At some point while you were unemployed, you may have gotten a follow-up letter from the Department of Labor asking for more information about your situation. It may have said at the top that "The Department of Labor has received information that you may have quit your former employment," or "may have been discharged for misconduct," or something like that, and asking for more information. You may not have thought much of it at the time—you're pretty sure you answered, gave them the information they asked for—after all, you didn't quit, or maybe you had good reason to quit, or you weren't discharged for misconduct, or maybe you didn't do the thing your boss accused you of. What could be the problem?
Weeks or months later, an official-looking letter from the State of New York turns up in the mail. You open it and your heart sinks. The first page reads: NOTICE OF DETERMINATION OF INELIGIBILITY OR DISQUALIFICATION. But I already got benefits, you think, what gives? The worst is yet to come. The real shock arrives when you turn the page and read: NOTICE OF DETERMINATION OF OVERPAYMENT AND REQUIREMENT FOR REPAYMENT. The state wants thousands of your dollars. I already spent that money, you think. I thought it was mine. Why didn't anyone tell me about this sooner? Your heart is pounding as you think about your bank account balance and how you're going to afford this.

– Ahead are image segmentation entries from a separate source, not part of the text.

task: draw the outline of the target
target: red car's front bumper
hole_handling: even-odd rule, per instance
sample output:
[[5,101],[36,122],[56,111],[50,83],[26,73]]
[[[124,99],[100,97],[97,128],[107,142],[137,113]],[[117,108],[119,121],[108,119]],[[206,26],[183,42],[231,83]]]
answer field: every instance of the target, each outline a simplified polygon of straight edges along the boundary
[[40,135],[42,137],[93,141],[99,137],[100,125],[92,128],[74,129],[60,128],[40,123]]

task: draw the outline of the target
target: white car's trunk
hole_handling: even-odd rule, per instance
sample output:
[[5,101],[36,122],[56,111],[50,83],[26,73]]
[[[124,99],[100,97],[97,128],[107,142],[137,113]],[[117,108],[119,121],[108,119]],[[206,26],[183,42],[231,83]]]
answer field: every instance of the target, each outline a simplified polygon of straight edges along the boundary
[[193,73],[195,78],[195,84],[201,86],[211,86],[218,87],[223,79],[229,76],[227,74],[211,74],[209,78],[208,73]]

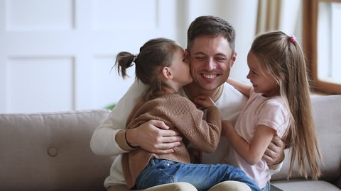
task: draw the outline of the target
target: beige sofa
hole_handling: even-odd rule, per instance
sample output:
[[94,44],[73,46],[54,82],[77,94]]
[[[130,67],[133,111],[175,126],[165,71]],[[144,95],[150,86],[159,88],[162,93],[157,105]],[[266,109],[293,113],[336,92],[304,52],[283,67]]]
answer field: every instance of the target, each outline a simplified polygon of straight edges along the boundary
[[[341,96],[314,97],[313,102],[323,177],[287,180],[286,160],[273,177],[283,190],[341,190]],[[0,114],[0,190],[104,190],[113,158],[94,155],[90,141],[109,112]]]

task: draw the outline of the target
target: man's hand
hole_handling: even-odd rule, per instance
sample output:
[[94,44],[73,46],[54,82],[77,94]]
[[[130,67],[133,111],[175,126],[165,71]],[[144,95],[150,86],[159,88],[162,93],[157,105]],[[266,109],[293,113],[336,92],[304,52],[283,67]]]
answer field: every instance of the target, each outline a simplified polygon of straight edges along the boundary
[[284,148],[284,142],[278,137],[274,137],[263,156],[263,158],[265,159],[268,166],[276,165],[283,161]]
[[157,120],[149,120],[137,128],[129,129],[126,136],[131,146],[140,146],[160,154],[173,153],[173,148],[179,146],[182,140],[178,132],[169,130],[163,122]]

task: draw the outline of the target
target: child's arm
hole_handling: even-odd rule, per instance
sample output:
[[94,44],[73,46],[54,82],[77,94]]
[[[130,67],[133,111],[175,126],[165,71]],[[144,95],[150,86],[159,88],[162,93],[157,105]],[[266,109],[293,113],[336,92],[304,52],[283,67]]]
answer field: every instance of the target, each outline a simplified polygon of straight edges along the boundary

As you read on, the letter piles insult onto injury. You learn that you're being accused of a "willful misrepresentation," which you realize quickly is a four-dollar phrase for "unemployment fraud." Now you're not just scared, you're incensed. I'm not a liar, you think. Why am I being called a liar?
Stop and take a breath.
You're not alone.
This happens, by my estimation, to thousands of New Yorkers every year. Also by my estimation, only a small percentage of the New Yorkers receiving these letters actually got caught committing deliberate unemployment fraud. Like you, most of them are shocked and appalled at the accusations in this little piece of paper, the cavalier way that it says you stated something in your certification "when in fact you knew" that wasn't true.
Most importantly, you have a right to defend yourself.
What do I do first?
There are two equally important first steps.
You should talk to a lawyer experienced in unemployment insurance hearings.
And you need to timely request a hearing.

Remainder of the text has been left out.